I then had to admit that my frame of reference doesn’t come from hanging out with adolescent friends, meeting for coffee, or forging life long coming-of-age memories. My Washington Square Park exists in books, movies, and stories about chess players that once sat at the tables in the corner of the park.
For many people who become interested in chess, Washington Square Park is kind of hallowed ground. In recent years the park has become synonymous with the late Bobby Fischer, through the movie “Searching for Bobby Fischer” (about the childhood of chess prodigy Josh Waitzkin), and latterly when various Grandmasters have visited to play the various hustlers before posting their exploits to YouTube. There are so many other characters though – mostly lost in history, but some burning brightly among the stories told in old books. Hustlers, tramps, and vagrants who lost everything to their obsession with the game, and vanished into a world of drugs, alcohol, and a whirlpool of mental illnesses.
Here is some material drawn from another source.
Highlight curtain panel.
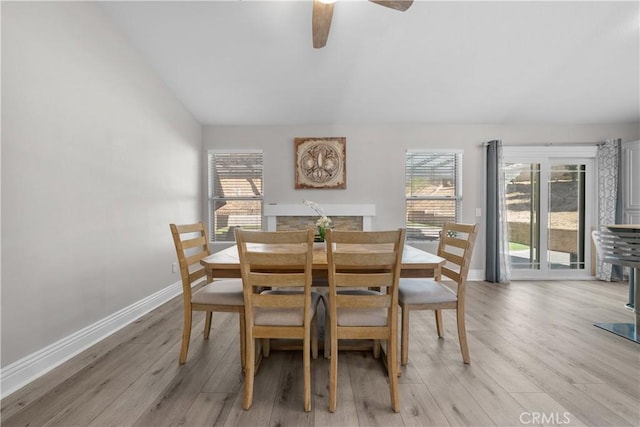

Thinking of Washington Square Park takes me back to a visit to Paris with my other half, several years before we had children. While wandering around the city we discovered the “Jardin de Luxembourg”, which also has a corner filled with chess players. The memory has never left me of an old man agonising over his next move against an old friend – rocking back and forth, clutching the top of his head with his hand.
I can’t remember the last time I played a half-serious game of chess. I have of course taught all of our children to play, and several friend’s children – but haven’t played competitively for many, many years. There was a time when I read books about the game, it’s history, and it’s historical characters. Truth be told, I always found the history more fascinating than the game itself – which perhaps explains why I never became that good. I guess being able to string a few moves together will forever remain something I can use to scare the life out of people who ever invite me to play them over a drink after dinner.